Architecture Decision Records as AI governance context. ADRs were already useful before AI coding assistants. They're becoming essential now. When your ADRs live in the repository, they're not just documentation — they're governance context that can be fed directly into AI coding tools. This creates a feedback loop: engineers write down the "why" of architectural decisions, AI tools use those decisions to generate code that respects architectural intent, and the gap between generated code and team standards narrows. The teams that have invested in ADRs before AI adoption are seeing their value compound; the teams that skipped them are watching AI generate technically correct code that violates constraints nobody wrote down.

Deliberate review rituals separate from approval rituals. Some teams are separating the two functions that code review had combined: verification (does this meet the bar to merge?) and understanding (do I know what this does?). Fast AI-generated code passes verification quickly. Understanding requires time that review timelines don't protect. Teams that run explicit weekly sessions where engineers read AI-generated code with the goal of building understanding — not making a merge decision — are maintaining comprehension where teams that only do approval-gate review are not.

Attribution that records intent, not just authorship. The Co-Authored-By convention records that an AI contributed. What it doesn't record is the prompt, the architectural decision being implemented, or the alternatives considered. Teams are experimenting with expanded commit messages and PR descriptions that preserve this context — not as bureaucracy but as the institutional knowledge artifact that makes the commit useful to read six months later. This is high-friction per commit and low-friction at the system level: a small investment per change that pays off when something breaks and you need to understand it.

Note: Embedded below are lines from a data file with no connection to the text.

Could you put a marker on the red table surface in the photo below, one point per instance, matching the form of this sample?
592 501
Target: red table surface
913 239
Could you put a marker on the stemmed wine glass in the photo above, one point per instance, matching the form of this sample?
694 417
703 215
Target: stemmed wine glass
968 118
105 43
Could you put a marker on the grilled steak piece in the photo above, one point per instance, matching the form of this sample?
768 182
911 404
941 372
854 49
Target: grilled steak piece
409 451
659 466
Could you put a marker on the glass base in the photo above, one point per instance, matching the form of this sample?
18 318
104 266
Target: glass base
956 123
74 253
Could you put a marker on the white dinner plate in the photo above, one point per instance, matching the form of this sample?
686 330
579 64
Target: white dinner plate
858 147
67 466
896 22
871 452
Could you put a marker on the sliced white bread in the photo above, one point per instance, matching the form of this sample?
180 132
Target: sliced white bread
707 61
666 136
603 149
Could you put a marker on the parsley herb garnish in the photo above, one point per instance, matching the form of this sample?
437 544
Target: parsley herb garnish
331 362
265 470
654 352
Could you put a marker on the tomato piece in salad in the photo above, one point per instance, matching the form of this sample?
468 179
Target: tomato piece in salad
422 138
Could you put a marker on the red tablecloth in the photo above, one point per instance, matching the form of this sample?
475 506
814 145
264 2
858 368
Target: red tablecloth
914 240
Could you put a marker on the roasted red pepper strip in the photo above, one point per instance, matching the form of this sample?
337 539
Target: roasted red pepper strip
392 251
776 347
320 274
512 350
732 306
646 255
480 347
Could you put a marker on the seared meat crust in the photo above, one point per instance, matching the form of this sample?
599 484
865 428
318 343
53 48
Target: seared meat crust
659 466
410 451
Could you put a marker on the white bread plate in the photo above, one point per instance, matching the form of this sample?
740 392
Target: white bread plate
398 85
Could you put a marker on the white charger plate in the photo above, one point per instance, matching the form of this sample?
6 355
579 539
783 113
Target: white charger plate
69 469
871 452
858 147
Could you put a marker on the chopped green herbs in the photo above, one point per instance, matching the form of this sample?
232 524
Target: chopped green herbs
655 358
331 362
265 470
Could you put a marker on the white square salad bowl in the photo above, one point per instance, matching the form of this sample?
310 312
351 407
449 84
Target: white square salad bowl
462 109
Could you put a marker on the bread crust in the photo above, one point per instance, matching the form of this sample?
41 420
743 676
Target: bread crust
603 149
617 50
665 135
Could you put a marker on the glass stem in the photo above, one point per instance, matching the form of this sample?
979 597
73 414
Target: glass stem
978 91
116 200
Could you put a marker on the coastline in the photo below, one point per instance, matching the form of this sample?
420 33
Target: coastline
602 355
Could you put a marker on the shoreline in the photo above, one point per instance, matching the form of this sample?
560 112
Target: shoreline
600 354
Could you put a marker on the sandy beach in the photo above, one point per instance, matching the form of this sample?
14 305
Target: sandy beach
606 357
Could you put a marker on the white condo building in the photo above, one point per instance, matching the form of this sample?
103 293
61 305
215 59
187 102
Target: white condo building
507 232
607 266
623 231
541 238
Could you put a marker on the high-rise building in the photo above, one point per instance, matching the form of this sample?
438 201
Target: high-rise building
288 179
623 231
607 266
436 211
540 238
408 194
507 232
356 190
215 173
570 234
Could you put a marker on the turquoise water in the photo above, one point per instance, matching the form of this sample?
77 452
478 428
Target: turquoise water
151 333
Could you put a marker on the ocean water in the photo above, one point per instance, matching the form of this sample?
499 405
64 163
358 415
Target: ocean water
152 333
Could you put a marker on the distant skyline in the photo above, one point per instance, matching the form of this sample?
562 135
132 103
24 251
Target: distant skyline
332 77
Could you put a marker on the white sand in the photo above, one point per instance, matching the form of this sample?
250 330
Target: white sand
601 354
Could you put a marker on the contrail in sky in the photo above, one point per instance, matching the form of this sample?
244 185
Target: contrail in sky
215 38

Code Ownership Isn't Authorship Anymore

Code ownership was always about accountability, not authorship. The question was never "who typed these lines?" — it was "who is responsible for knowing what this does and keeping it sound?"

That accountability is being diffused without being explicitly reassigned. When AI generates code, the developer who prompted it is responsible. When it's merged after a review, the reviewer shares responsibility. When nobody in that chain deeply understood the code, the ownership is nominal — it exists on paper and not in any engineer's head.

Teams that are navigating this well have made the accountability reassignment explicit: the engineer who uses AI to generate code owns that code in full, the same as if they'd typed every character. That means reading it carefully enough to explain it, defend it in review, and debug it when it breaks. AI is a tool that produces a first draft, not a co-author who shares the cognitive burden.

That's a harder standard than it sounds when AI is generating thousands of lines per sprint. It means slowing down generation to match understanding — which partly defeats the throughput advantage AI provides. The teams working through this are finding a calibration: AI is fastest at generating code in well-understood domains with clear specifications and strong test coverage. In those domains, understanding can be fast-tracked. In novel, critical, or complex code, the review overhead has to be budgeted honestly, not assumed to be negligible.

The teams that don't make this calibration will build fast and understand slowly, accumulating a codebase where nobody can answer the most important question git blame was always supposed to answer: why.